Only Stevie Ward, who has not played this year, was unavailable due to injury and Adam Cuthbertson was 18th man.
Danny McGuire, Joel Moon and Brett Delaney returned after spells on the sidelines, but the last hobbled off mid-way through the second half after suffering a suspected dislocated kneecap.
Eleven of the players on duty at Big Fellas Stadium, Post Office Road, featured in last October’s Grand Final win over Wigan Warriors and another was a Wembley victor 12 months ago, against Hull KR.
The rest weren’t mugs, including a former NRL hooker of the year, Australian Test front-rower and England international.
On paper Leeds’ side was too good to be in the Qualifiers.
They are in there because they were poor over the opening five months of the season, but if they continue their current rate of improvement, relegation will be avoided safely and it will take a good performance to beat them in their final six games of the year.
Kallum Watkins had a slow start to 2016, but has been on an upward curve for the past six weeks and was too hot for Rovers to handle, running in four tries and having a hand in three others.
With Moon flourishing on the other flank, Rovers struggled to contain Leeds on the edges.
Liam Sutcliffe contributed 26 points from a brace of tries and nine goals and he looks the part at full-back.
James Segeyaro again added some classy touches and persuading him to stay at the club next year must be a priority for Rhinos.
He said before the game he has not yet made a decision on where he will be playing in 2016, which has to be a concern.
If he were to opt to return to Australia late in the year Leeds could find themselves in a similar situation to the autumn of 2015, when they brought in Beau Falloon at late notice, which didn’t work out for either party.
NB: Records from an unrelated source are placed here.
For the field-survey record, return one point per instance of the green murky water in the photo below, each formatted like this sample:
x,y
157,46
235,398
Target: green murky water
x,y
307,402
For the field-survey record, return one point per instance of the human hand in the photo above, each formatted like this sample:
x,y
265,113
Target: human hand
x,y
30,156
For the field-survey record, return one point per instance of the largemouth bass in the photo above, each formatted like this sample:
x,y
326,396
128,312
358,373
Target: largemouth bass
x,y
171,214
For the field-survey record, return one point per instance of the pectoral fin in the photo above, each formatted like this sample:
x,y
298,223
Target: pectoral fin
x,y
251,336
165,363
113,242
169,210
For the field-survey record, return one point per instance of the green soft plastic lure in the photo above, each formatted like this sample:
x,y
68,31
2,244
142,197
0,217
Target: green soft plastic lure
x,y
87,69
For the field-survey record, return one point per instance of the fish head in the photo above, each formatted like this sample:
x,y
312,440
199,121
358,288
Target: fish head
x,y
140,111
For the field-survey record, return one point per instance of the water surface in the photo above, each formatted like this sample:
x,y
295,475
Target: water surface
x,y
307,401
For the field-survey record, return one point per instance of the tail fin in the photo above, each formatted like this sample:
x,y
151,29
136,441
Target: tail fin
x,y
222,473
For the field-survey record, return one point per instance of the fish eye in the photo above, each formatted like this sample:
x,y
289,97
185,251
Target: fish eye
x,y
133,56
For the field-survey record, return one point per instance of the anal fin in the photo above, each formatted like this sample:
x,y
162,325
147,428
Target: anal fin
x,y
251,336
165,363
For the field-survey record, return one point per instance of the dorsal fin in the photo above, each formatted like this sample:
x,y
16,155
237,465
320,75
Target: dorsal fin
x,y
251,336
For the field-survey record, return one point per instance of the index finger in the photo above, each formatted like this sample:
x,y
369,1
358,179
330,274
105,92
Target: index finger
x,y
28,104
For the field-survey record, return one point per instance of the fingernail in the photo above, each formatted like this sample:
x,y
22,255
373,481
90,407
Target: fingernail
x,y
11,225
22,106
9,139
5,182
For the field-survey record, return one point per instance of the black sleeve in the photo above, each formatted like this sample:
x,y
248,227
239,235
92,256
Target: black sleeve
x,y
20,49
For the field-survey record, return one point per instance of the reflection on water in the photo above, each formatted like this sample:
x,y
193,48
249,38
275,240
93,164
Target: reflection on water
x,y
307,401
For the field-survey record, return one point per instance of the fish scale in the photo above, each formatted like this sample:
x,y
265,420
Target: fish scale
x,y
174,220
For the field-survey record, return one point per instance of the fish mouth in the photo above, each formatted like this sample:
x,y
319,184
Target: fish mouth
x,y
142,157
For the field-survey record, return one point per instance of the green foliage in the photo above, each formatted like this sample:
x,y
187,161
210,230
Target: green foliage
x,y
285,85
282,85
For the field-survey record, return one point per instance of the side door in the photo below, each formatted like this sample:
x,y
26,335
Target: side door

Leeds gambled by allowing their players Jordan Baldwinson and Luke Briscoe to play on loan for Rovers. Briscoe was in direct opposition to his older brother Tom, who was one of Leeds’ try scorers.
But Luke had a real dig and made a terrific break in the second half which led to Rhinos being reduced to 12 players for a spell after Jimmy Keinhorst made a tremendous try-saving tackle on Ian Hardman, but was then sin-binned for holding down.
Thackeray went over in the set from the penalty, but there was a clear obstruction and video official Chris Kendall awarded a penalty to Leeds, after referee Joe Cobb had sent it up as a try. Leeds received seven penalties to Featherstone’s six. The count was 4-3 in Rovers’ favour in the first half.
The result was painful for the hosts, but they played better than the 56-point margin suggests. Hardman, who works for Rhinos’ Foundation, had a strong game and Misi Taulapapa also impressed in the backs.
There were also big contributions off the bench by Bradley Tagg and Luke Cooper.
Rovers’ try stemmed from a poor pass by Brett Ferres, straight to Taulapapa.
He broke upfield and Cooper continued the move. His pass was knocked down by Tom Briscoe and Thackeray hacked on and ran through to touch down.
Liam Sutcliffe and McGuire had earlier created the opening try for Watkins, before Carl Ablett and the centre carved out a touchdown for Sutcliffe.
Moon surged over, following good work by Segeyaro and Ablett and Sutcliffe booted a penalty with the final kick of the opening 40.
Sutcliffe converted Moon’s try off the touchline despite a firework being ignited in the stand behind him. The fan responsible was ejected from the ground.
He missed one particularly simple attempt in the second period, but is growing into the role of Rhinos’ first-choice marksman.
Rovers could have made a game of it if they had scored first after half-time.
Instead Leeds set the pattern for the half with two tries in three minutes, through Watkins and Mitch Achurch.
Ablett powered over from Segeyaro’s pass and then Tom Briscoe scored a fine try and Sutcliffe added his second, taking the score from 18-6 at the break to 44-6 at the end of the third quarter.
Moon scored his second after Keinhorst was yellow-carded and Watkins went over for the final two tries of the game, his fourth of the afternoon being an eye-catching charge up the slope from close to Rhinos’ line.
The crowd of 6,671 was Rovers’ best in the summer era.